Regarding the second factor, STTOP argues it has expended time, effort and resources to ensure the enactment of the Act and, therefore, it has a vested interest in ensuring the constitutionality of the Act. The Sixth Circuit has limited intervention as of right to membership organizations, longstanding organizations with missions broader than the enactment of a single piece of legislation.
See, County Sec. Agency v. Ohio Dep’t of Commerce,
Addressing the third and fourth criteria, although STTOP argues that the Attorney General is unable to fully protect their interest, there is no dispute that the Attorney General is charged with defending the interests of Michigan citizens and defending any acts enacted by the legislature.
See, Keith,
Permissive intervention is discretionary under Rule 24(b). Plaintiffs have submitted various documents showing that the Right to Life of Michigan is openly hostile to Plaintiffs. Plaintiffs claim that based on STTOP and the Right to Life of Michigan’s ideological goals, its presence would seriously delay the adjudication and resolution of the matter since other issues would be raised by STTOP. Because the Attorney General has fully litigated the constitutional issue before the Court, permissive intervention will not be allowed in this case.
Plaintiffs do not oppose participation by STTOP as amicus curiae. The Court considers STTOP and Fleser and Robinson’s papers filed as amici briefs. 1 Although STTOP seeks additional time to file a brief in opposition to Plaintiffs’ Motion for Preliminary Injunction, because the Court has denied STTOP’s Motion to Intervene as a party in this case and the parties have agreed to consolidate the preliminary injunction hearing with a hearing on the merits of the case, any additional briefs on the Motion for Preliminary Injunction are not required.
y. CONCLUSION
The Court declares that the Michigan statute, known as the Legal Birth Definition Act, M.C.L. § 333.1081 et seq., is unconstitutional. As more fully set forth above, the Act places an undue burden on the woman’s right to reproductive choice, fails to contain language protecting the health of the pregnant woman, contains a life exception language which is constitutionally inadequate and includes language which is unconstitutionally vague.
Accordingly,
IT IS ORDERED that Defendants’ Motion to Dismiss (Docket No. 19, filed April 11, 2005) is DENIED.

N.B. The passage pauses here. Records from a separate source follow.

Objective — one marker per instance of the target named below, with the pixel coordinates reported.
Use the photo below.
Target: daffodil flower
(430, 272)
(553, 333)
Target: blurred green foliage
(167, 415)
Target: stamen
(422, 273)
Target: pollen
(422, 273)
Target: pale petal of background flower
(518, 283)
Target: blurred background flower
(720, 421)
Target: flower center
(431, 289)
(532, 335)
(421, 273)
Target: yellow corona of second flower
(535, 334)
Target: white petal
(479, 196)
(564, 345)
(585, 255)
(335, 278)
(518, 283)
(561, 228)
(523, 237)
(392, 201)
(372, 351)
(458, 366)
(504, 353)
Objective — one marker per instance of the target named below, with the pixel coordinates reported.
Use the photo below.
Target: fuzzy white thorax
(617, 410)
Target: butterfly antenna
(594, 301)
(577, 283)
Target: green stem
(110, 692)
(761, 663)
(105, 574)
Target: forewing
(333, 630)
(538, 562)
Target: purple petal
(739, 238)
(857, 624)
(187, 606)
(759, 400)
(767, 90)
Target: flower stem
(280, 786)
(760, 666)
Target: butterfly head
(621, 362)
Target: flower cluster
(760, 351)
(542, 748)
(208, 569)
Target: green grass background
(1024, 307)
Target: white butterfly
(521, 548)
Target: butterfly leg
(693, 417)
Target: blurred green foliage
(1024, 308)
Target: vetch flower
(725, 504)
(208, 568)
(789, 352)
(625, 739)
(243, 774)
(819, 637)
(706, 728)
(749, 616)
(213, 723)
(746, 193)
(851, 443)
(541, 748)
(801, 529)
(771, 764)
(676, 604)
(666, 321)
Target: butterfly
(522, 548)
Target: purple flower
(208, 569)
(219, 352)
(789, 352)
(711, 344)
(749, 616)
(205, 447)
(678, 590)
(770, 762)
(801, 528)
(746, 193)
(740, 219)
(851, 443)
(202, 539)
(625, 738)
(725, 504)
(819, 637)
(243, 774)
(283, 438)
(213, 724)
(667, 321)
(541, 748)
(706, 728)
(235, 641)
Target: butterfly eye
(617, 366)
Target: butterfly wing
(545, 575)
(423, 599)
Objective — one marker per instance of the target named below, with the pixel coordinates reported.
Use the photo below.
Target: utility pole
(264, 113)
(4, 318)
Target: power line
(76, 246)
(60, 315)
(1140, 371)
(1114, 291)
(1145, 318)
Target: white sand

IT IS FURTHER ORDERED that Plaintiffs’ Motion for an Order to Consolidate Hearing on Motion for Preliminary Injunction with a Final Hearing on the Merits (Docket No. 37, filed June 2, 2005) is GRANTED, as agreed to by the parties at the hearing.
IT IS FURTHER ORDERED that Plaintiffs’ Motion for Preliminary Injunction (Docket No. 3, filed March 1, 2005) is MOOT, the Court having ruled on the merits of the case.
IT IS FURTHER ORDERED that STTOP’s Motion to Intervene (Docket No. 10, filed March 16, 2005) is DENIED; however, the papers filed are received as amici curiae briefs.
*991 IT IS FURTHER ORDERED that Fleser and Robinson’s Motion to Intervene as amici (Docket No. 42, filed June 2, 1005) as to any papers already filed is GRANTED.
IT IS FURTHER ORDERED that STTOP’s Motion to File Brief in Opposition to Plaintiffs’ Motion for Preliminary Injunction (Docket No. 45, filed June 16, 2005) is DENIED.
Notes
. On May 17, 2005, Plaintiffs submitted a Notice of Filing attaching a brochure by the Right to Life of Michigan, "You’re Being Robbed." This is to support Plaintiffs’ claim that STTOP, a part of the Right to Life of Michigan, is essentially a fund-raising organization. In response, STTOP opposes the "Notice” stating it is untimely filed and not pertinent. It is noted that the brochure had no bearing on the Court's analysis regarding the intervention motion.